68_ Trocando de estação II


   Mesmo o final do mês assustando mais que o fim do mundo, ninguém estava realmente preocupado. E se estavam, não demonstraram ao amanhecer. Mas com o passar do tempo, seus atos mudaram, e agora as pessoas já não suportavam se encarar. Os empregos ficaram insuportaveis e o trânsito tornou-se um inferno; dar o acento para uma idosa no ônibus era tão impossível quanto ser atendido em uma fila de supermercado.
   A garota voltava para casa após um dia cansativo, porém tudo havia mudado, e uma mancha cobriu seu coração a deixando extremamente infeliz. O amor ficou dividido pelo ódio e aquela sensação de não encontrar seu caminho surgiu. A partir de então ela começou a acreditar que o mundo não tinha mais salvação. Se essa tal sociedade utópica fosse alcançável, ela não queria participar. Se fosse um sonho, gostaria de sonhar com essa vida longe dela.
   Foi descobrir mais tarde que tudo aquilo não passou de um dia normal para todos; simplesmente tinha acordado animada, mas seu vigor sumiu na medida em que voltava para casa. Começou a comparar hoje com ontem, anteontem e a semana passada, mas só encontrou defeitos neste dia.
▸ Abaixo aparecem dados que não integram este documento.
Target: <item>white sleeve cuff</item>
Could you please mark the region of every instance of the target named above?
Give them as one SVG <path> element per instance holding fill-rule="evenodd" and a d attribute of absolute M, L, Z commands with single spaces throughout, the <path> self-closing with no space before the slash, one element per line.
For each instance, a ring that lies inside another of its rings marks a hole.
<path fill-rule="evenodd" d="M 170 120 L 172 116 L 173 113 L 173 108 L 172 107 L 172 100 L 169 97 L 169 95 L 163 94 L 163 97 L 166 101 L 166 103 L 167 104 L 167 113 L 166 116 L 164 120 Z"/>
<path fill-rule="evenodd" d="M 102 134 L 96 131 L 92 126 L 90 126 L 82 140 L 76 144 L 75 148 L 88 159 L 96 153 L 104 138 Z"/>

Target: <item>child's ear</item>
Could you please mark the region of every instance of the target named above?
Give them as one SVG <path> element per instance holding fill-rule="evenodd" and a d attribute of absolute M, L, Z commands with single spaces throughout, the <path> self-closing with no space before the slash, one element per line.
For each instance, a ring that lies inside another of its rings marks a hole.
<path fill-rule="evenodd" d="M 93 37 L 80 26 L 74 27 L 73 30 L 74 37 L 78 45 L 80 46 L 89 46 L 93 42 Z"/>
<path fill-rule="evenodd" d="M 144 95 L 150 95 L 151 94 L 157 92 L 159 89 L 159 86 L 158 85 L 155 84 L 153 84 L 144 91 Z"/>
 — Como hoje pôde ser um dia tão ruim de se viver?

   Não era um dia normal para ela, nem especial aos desconhecidos. Era simplesmente seu aniversário.
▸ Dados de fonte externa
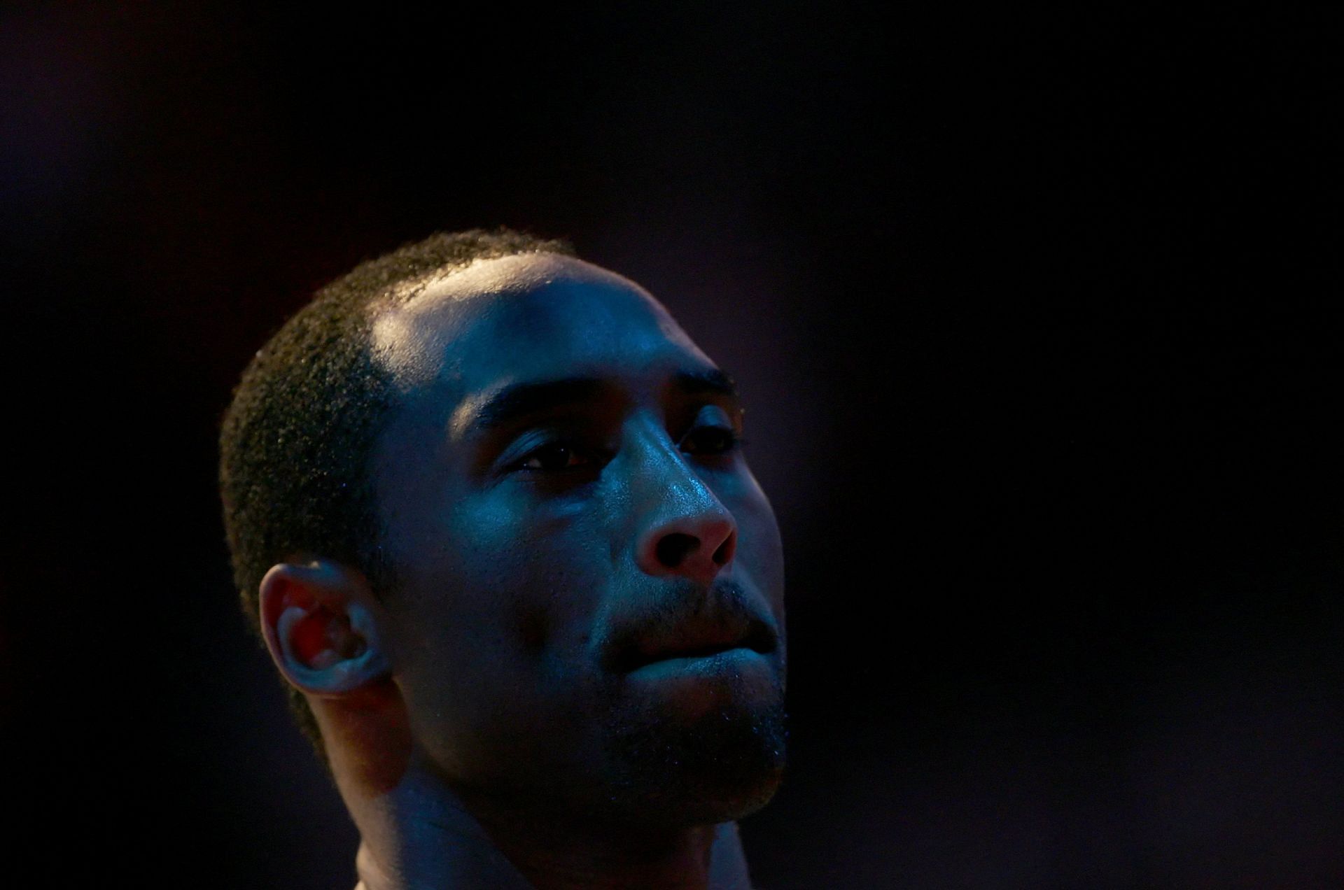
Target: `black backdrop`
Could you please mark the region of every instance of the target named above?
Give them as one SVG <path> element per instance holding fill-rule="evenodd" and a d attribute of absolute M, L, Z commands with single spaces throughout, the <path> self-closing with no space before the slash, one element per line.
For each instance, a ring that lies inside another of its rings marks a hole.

segunda-feira, 3 de outubro de 2011

67_ Trocando de estação I


   Camilla estava a caminho da escola, mas parou para observar as pessoas (nessa cena de teatro ela joga o protagonista, mas também o oposto) procurando por mais do que os olhos podem ver, para acreditar em alguma coisa. Não via as pessoas de cima, e muito menos de baixo, mas se as conhecesse, talvez pudesse crer nelas. Era difícil de dizer o que chamou sua atenção, mas todos levantaram bem cedo, e igualmente dispostos. Apresentavam um sorriso decente e as mais simpáticas atitudes: davam passagem, pediam licença e até se desculpavam!
   Estranho. Tudo estava perfeito demais, mesmo com essa sociedade utópica não passando de sonhos e teorias...
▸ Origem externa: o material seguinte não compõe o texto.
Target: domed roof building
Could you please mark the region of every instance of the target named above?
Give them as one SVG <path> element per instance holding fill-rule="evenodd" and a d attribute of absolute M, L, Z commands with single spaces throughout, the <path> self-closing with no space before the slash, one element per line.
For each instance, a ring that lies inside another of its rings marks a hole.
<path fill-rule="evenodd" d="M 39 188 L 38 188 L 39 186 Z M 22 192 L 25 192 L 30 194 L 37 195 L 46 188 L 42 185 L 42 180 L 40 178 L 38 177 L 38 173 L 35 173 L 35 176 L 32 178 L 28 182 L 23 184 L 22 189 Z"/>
[Prometo que o próximo capítulo fará sentido.]

sábado, 1 de outubro de 2011

66_ O mal da adolescência


   Suas novas tatuagens são de caneta preta. Seus vícios são os chocolates. A heroína é sua mãe; o crack, seu pai... Seus momentos “mal acompanhados” são geralmente com amigos. A sua prisão é o quarto peculiar e a maior pena, o próprio castigo.
   Do quarto, Camilla migrou à sala, depois ao jardim, onde deitou na relva verde e lá ficou por alguns instantes. Todos viam uma garota jogada ali, mas ninguém escutava seus mais profundos suspiros. Ela queria simplesmente ser uma criança novamente, mas não no sentido assustador; queria brincar com suas amigas de infância e jogar vídeo game, sem se preocupar por estar desperdiçando sua vida, mesmo com os dias parecendo longos... Agora ela convive com os ecos atrás da sua cabeça, dizendo sempre as mesmas palavras: cresça, e amadureça.

   Foi um lindo sonho, ela só estava se lembrando errado.